Culture At Large

Starbucks and the necessity of liturgy

Nathan Bierma

You don't need to know about Starbucks in churches or imagine Starbucks acting like a church in order to think about Starbucks and liturgy. A recent campaign of in-store signs at Starbucks does nothing less than extol the virtues of liturgy in life. "Take Comfort in Rituals," the signs soothingly say. The morning stop for joe isn't just a fuel stop, it's a ritual that forms and shapes our lives. That's what my broadest definition of liturgy is: a public ritual that brings order and transcendent meaning to life. ("Transcendent" might be pushing it in Starbucks' case. Then again, the sacrament I partake there often brings about noticeable personal transformation, at least for the morning.)
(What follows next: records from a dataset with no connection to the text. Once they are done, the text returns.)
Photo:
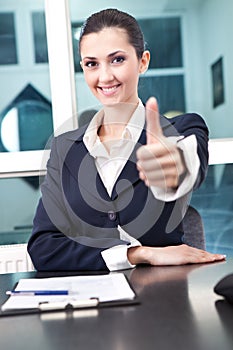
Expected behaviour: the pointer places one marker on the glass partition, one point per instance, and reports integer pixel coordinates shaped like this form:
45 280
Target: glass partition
189 70
26 118
214 202
18 201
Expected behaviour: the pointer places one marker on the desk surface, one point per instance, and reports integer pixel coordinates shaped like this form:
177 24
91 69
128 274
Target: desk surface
178 310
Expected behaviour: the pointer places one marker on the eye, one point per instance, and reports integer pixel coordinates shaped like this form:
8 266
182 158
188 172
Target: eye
118 59
90 64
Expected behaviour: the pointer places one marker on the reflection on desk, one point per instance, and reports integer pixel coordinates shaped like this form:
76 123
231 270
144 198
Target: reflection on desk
177 310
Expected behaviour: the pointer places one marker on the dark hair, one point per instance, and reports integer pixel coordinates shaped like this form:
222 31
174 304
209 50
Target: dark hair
115 18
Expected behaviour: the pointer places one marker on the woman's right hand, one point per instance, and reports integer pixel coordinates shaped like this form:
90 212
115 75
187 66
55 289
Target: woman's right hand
171 255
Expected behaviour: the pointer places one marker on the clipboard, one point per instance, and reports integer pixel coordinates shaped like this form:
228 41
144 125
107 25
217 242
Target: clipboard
110 291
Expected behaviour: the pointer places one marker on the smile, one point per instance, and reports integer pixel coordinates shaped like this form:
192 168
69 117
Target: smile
109 90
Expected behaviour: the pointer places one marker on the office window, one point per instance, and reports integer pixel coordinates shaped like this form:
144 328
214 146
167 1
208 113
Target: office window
75 27
18 201
7 39
39 36
214 201
169 91
163 39
26 123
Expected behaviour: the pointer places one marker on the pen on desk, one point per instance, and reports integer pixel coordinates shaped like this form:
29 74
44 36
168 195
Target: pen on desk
37 292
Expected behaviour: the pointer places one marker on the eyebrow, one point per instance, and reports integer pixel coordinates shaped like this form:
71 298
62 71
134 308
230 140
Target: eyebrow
109 55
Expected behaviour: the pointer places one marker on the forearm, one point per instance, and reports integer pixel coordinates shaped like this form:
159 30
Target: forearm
171 255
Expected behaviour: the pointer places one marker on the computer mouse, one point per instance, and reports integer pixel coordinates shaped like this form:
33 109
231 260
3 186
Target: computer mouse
225 287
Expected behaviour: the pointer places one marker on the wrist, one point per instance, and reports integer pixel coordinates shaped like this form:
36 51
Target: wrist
138 255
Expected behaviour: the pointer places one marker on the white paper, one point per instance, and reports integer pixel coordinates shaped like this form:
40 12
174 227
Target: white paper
110 287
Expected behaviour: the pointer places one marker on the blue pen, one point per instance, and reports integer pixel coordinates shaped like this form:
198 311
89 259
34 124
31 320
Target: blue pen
37 292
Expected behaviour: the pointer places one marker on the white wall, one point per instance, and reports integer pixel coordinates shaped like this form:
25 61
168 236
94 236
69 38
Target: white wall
216 27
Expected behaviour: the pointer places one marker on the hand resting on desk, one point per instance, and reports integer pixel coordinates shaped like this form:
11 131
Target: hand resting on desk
171 255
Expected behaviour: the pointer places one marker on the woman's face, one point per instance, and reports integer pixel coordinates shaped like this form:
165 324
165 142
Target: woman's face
111 67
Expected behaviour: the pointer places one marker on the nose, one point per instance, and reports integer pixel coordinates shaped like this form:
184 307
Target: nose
105 74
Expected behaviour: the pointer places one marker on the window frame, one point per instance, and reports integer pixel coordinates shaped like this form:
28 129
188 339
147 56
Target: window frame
63 96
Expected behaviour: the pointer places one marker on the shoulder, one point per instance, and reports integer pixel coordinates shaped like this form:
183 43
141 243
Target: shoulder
189 123
64 142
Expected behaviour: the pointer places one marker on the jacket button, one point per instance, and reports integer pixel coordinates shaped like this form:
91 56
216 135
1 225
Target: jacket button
112 215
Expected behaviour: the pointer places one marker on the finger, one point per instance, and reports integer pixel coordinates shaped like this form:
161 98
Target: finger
153 127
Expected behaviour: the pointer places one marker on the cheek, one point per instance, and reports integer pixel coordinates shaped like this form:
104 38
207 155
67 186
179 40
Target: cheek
90 79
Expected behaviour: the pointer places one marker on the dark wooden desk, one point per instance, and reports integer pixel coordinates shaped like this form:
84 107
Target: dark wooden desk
178 310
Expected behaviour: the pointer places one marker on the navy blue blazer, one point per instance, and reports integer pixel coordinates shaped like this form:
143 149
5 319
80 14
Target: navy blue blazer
76 219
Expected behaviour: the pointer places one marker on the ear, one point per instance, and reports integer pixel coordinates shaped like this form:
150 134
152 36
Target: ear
144 62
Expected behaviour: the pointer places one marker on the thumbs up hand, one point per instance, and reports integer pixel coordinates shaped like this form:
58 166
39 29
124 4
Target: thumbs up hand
160 162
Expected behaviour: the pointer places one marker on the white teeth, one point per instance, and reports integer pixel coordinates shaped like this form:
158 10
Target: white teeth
109 89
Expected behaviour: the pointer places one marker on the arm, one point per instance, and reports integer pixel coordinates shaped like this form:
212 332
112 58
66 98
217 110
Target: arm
54 244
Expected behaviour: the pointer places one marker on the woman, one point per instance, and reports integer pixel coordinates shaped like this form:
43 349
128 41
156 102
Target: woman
116 190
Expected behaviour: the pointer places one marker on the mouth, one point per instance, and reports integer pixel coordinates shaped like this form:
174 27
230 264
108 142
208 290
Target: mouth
108 90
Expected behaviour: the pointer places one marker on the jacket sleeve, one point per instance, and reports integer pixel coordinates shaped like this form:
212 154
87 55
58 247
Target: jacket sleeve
51 250
48 246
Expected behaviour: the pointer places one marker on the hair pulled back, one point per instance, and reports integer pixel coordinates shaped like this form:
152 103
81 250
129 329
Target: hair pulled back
110 18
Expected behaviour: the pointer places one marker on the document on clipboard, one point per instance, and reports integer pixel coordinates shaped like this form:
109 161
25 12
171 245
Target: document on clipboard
56 293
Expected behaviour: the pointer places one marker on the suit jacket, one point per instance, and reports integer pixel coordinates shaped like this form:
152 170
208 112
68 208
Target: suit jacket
76 218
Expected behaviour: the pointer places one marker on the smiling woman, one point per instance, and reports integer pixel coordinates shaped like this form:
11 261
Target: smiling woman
116 191
112 75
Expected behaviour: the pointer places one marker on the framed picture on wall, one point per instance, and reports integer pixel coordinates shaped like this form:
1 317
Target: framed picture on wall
217 82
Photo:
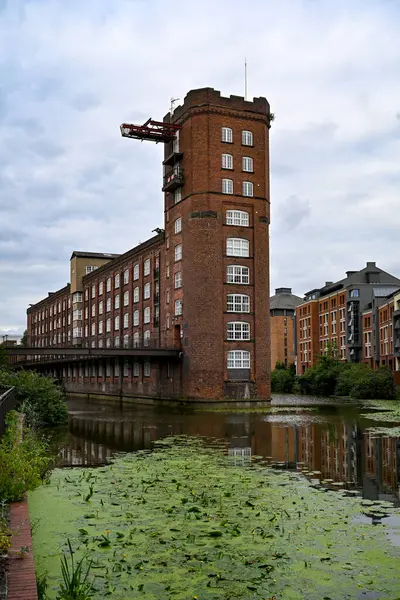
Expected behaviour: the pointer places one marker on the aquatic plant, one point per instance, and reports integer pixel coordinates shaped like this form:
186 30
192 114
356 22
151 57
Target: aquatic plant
181 522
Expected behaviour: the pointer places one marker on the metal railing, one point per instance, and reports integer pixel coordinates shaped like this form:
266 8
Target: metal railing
8 401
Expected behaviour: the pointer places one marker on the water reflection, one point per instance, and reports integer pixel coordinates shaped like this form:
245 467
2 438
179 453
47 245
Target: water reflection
332 448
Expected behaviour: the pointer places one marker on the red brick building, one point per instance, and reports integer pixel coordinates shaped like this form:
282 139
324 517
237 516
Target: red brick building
200 286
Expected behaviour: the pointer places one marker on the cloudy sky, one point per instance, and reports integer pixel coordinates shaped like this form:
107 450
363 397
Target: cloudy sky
72 71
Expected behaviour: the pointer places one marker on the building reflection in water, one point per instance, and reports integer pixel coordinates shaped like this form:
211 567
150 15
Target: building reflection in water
333 451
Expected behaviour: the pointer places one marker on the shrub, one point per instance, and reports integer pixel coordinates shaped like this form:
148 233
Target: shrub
41 399
22 464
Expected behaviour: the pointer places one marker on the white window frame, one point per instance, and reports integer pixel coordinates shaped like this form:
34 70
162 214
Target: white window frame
178 225
239 218
238 303
178 252
248 189
227 161
247 164
238 359
178 279
226 135
227 186
247 138
237 247
238 330
238 274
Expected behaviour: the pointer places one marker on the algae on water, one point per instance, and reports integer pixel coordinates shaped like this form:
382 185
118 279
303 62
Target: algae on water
182 522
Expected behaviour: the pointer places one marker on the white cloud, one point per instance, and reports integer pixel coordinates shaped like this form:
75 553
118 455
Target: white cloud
71 72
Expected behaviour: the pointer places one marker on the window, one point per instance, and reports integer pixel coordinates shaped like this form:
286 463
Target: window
247 138
178 252
178 307
178 225
237 217
90 269
227 186
178 280
237 274
238 331
238 303
237 247
177 195
227 161
247 164
226 135
238 359
247 188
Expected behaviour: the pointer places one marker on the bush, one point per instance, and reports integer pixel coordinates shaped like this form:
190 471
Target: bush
23 464
282 381
41 400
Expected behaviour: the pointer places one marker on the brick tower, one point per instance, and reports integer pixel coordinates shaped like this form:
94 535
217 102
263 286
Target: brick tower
216 276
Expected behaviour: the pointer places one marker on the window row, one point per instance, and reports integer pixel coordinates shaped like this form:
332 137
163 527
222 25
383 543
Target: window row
247 163
227 136
247 187
117 281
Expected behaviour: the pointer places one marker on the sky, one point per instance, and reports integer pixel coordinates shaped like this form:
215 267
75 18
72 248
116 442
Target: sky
72 71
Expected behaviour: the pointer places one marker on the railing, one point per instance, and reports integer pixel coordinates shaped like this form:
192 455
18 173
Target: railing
8 401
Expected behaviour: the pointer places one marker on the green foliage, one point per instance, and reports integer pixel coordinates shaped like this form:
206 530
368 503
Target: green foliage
75 584
42 401
184 521
22 463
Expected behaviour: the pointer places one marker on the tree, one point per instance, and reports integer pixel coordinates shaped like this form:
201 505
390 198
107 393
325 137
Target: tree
24 339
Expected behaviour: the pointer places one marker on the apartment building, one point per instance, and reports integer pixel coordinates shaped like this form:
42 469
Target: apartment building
336 314
282 307
201 284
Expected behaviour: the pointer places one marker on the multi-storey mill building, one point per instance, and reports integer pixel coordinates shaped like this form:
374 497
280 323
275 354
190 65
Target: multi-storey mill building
201 285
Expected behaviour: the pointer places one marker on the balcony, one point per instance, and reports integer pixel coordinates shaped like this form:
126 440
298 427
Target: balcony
173 158
173 180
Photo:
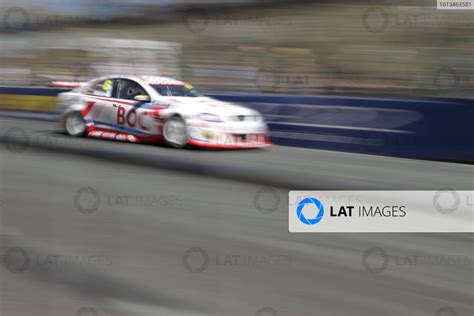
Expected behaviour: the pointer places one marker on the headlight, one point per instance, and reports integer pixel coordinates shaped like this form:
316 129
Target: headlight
208 117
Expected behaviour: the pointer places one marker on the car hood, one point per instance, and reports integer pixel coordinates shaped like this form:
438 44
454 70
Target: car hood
198 105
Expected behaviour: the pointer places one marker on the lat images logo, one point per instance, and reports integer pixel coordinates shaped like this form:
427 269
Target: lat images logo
308 202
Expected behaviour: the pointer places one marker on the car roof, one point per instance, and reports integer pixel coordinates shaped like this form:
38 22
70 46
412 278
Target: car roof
150 80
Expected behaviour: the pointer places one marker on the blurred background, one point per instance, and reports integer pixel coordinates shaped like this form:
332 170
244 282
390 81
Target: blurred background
371 48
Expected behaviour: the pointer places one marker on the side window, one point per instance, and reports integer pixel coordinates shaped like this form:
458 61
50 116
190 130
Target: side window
128 89
102 88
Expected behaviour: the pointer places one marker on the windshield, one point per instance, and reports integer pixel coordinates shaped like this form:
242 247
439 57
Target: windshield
176 90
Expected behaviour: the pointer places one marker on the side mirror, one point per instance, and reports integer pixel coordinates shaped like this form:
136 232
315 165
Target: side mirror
142 98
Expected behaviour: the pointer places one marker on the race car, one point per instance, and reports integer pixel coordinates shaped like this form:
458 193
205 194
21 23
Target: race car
157 109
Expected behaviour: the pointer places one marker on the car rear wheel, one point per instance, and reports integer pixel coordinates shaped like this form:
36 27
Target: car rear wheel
75 124
175 133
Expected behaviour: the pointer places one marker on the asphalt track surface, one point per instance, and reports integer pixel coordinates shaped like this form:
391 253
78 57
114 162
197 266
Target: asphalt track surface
93 227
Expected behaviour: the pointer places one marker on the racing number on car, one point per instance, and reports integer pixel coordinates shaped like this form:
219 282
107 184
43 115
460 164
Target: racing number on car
131 118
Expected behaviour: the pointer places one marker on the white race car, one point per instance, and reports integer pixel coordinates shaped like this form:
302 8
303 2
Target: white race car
154 109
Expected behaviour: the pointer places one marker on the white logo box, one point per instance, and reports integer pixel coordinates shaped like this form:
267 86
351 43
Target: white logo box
383 211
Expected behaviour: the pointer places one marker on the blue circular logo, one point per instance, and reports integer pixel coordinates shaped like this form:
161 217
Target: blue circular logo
310 221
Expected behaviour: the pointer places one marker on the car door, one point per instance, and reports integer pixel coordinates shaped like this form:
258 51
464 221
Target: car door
131 115
99 103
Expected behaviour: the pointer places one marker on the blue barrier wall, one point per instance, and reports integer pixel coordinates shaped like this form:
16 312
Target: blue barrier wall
421 129
441 129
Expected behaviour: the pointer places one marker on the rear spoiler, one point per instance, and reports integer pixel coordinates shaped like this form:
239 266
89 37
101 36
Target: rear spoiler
67 84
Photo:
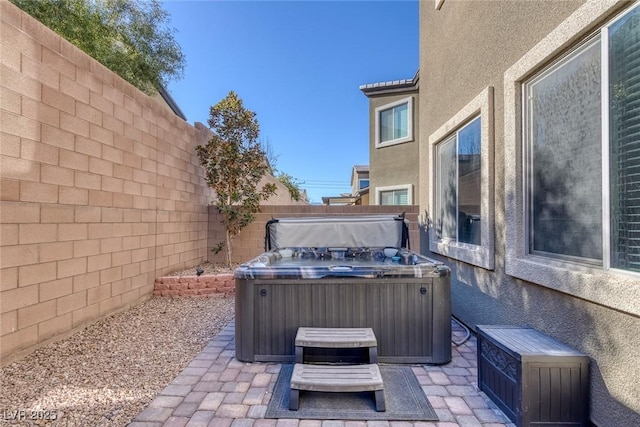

The modern individual dreamed of liberating her enlightened self from superstitious tribal rites. Reason, not ritual, should govern human behavior and human conception of the meaning and purpose of life. (Kant said the essence of the Enlightenment was "man's release from his ... inability to make use of his understanding without direction from another.") That extended to commerce, especially free market economics. The dream of the free market is that the rational individual — free from tribal influence and government coercion — will rationally assess the market and award deserving products by purchasing them at a deserving price. That's right: shopping is supposed to be rational! In reality, our most frequent purchases happen out of habit, convenience and imitating others — not analysis. (Besides, what rational individual would ever conclude that four bucks is a fair price for a fancy coffee?)

The truth is that our rituals play a crucial and necessary role in forming our behavior and our perception of importance and meaning in life, and so they need discernment. As Jamie Smith writes in "Desiring the Kingdom: Worship, Worldview, and Cultural Formation:"
Because our hearts are oriented primarily by desire, by what we love, and because those desires are shaped and molded by the habit-forming practices in which we participate, it is the rituals and practices of the mall — the liturgies of mall and market — that shape our imaginations and how we orient ourselves to the world. That is, the visions of the good life embedded in these practices become surreptitiously embedded in us through our participation in the rituals and rhythms of these institutions. These quasi-liturgies effect an education of desire, a pedagogy of the heart.
It's a lesson Smith says Augustine knew well and we — led astray by the Enlightenment — need to re-learn. And one of the best ways to learn it, he says, is in worship, which he says is "fundamentally a matter of formation, a task of shaping and creating a certain kind of people" — through ritual.

And now Starbucks seems to concede the point, forsaking the Enlightenment rebuke of ritual and using formative habit as a selling point. It turns out, when you look around our culture (especially after reading Smith's book!), you can see rituals everywhere — at the movie theater, the football stadium, the airport, on Facebook — all forming our behavior, shaping our desires and calling us to live according to competing opinions about what's important in life.  What rituals have you participated in today and what are they forming you to be or do?